トップ :: F 機械工学 照明 加熱 武器 爆破 :: F25 冷凍または冷却;加熱と冷凍との組み合わせシステム;ヒ−トポンプシステム;氷の製造または貯蔵;気体の液化または固体化




【発明の名称】 多目的冷却シート
【発明者】 【氏名】阿部 司

【要約】 【課題】冷凍庫、氷を要することなく、水さえあれば、使いたい時何時でも何処でも冷たいシートを作り出して多目的に用いることがてきる冷却シートを提供すること。

【解決手段】一対の吸水性冷却シート主体10間に、気化液21が封入された樹脂フィルムのパッケージ袋20が介在されるとともに、一対の吸水性冷却シート主体10の外側には吸水性の外装不織布30が被覆されて、重合周縁部が一体的に熱接着されてシート状に形成され、全体を水の中に入れ、または水をかけると、水は外装不織布30から吸水性冷却シート主体10の自重約800倍という吸水ポリマー12に吸収される。次いで、パッケージ袋20がカットテープ22の引き出しにより開封されると、中の気化液21と吸収水が混同して気化し、その気化熱により吸収水は冷却されて冷却シートとされる。
【特許請求の範囲】
【請求項1】 一対の吸水性冷却シート主体と、該一対の吸水性冷却シート主体間に介在された樹脂フィルムのパッケージ袋と、前記一対の吸水性冷却シート主体を被覆した吸水性の外装不織布とを含み、前記一対の吸水性冷却シート主体は、前記樹脂フィルムのパッケージ袋との対接側となるクラフト紙等のシート主体上に吸水ポリマーと塩粒およびホットメルト粉末との混合層を介して吸水性不織布が一体的に熱接着されて構成され、前記樹脂フィルムのパッケージ袋には、水と反応して気化する気化液が封入され、かつ該樹脂フィルムのパッケージ袋の開封手段が設けられて、該樹脂フィルムのパッケージ袋は、前記一対の吸水性冷却シート主体の外側より前記開封手段を介して開封可能な状態で定置され、前記一対の吸水性冷却シート主体と前記外装不織布との重合周縁部が一体的に熱接着されて適当な大きさのシート状に構成され、前記外装不織布および吸水性冷却シート主体に水が吸収せられ、次いで、前記樹脂フィルムのパッケージ袋が開封されて気化液と吸収水とが混同されて吸収水が冷却される構成を特徴とする多目的冷却シート。
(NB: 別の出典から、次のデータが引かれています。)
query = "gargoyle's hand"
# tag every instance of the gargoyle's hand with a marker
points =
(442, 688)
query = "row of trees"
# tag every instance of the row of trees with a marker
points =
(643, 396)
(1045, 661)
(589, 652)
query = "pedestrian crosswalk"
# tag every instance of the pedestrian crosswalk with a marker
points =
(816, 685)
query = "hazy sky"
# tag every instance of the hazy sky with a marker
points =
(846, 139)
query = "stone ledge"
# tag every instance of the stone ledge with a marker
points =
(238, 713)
【請求項2】 前記吸水性冷却シート主体および外装不織布が冷却された時にシートが折り曲げ可能なるように、前記吸水ポリマーと塩粒およびホットメルト粉末との混合層が規則的に或いは不規則的に分散されてシート主体上に設けられていることを特徴とする請求項1の多目的冷却シート。
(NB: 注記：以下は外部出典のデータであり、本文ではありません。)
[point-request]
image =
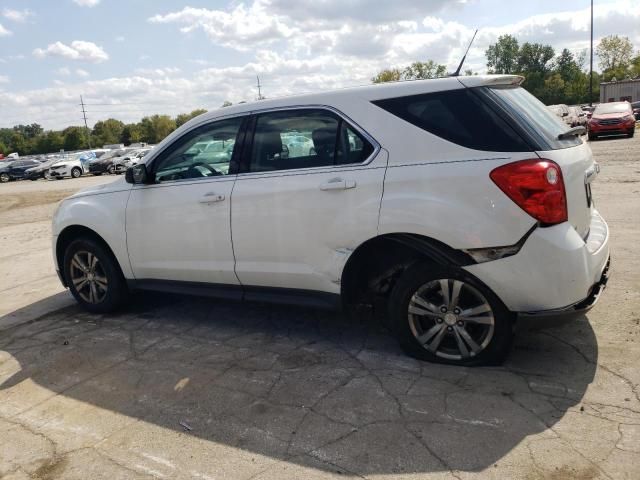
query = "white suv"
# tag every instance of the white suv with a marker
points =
(459, 207)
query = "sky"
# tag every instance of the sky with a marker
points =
(132, 58)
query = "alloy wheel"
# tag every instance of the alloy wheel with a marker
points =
(88, 277)
(451, 319)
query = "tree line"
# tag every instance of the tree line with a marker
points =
(32, 139)
(561, 78)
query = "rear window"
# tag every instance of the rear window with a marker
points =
(612, 108)
(459, 116)
(529, 115)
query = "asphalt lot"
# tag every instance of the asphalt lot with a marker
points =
(181, 387)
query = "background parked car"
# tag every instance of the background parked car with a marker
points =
(636, 110)
(580, 116)
(16, 170)
(41, 170)
(614, 118)
(72, 166)
(132, 157)
(562, 111)
(105, 164)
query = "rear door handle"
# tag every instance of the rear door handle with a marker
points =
(338, 184)
(211, 197)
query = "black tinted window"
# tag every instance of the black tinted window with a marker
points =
(305, 138)
(458, 116)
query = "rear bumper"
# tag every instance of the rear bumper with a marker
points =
(560, 316)
(555, 268)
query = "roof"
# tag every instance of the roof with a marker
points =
(368, 92)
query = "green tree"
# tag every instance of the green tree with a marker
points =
(388, 75)
(415, 71)
(156, 127)
(424, 70)
(18, 143)
(185, 117)
(615, 54)
(131, 133)
(555, 89)
(502, 57)
(49, 142)
(74, 138)
(108, 131)
(534, 57)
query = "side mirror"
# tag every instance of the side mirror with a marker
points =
(137, 174)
【請求項3】 前記外装不織布に抗菌加工が施されていることを特徴とする請求項1または2の多目的冷却シート。
【発明の詳細な説明】【0001】
【発明の属する技術分野】本発明は、保冷を要する生鮮品輸送において、鮮度保持のため包装資材であるパッケージ袋やダンボールの中敷として用いたり、スポーツの休憩時に汗拭き等として用いたり、或いはオシボリとして用いる等の多目的に用いられる冷却シートに関するものである。
【0002】
【従来の技術】従来、生鮮品輸送にはその詰められたダンボール等に保冷材が入れられて鮮度保持の役割を果たしているのが一般的である。
【0003】
【発明が解決しようとする課題】しかしながら、保冷材はそのままでは機能せず、これを冷凍庫で凍らせた後、氷と同じく冷却用として使うもので、冷凍庫で凍らせることが不可欠であって、使いたい時いつでも冷たい状態のものを作り出してこれを使うということは不可能であった。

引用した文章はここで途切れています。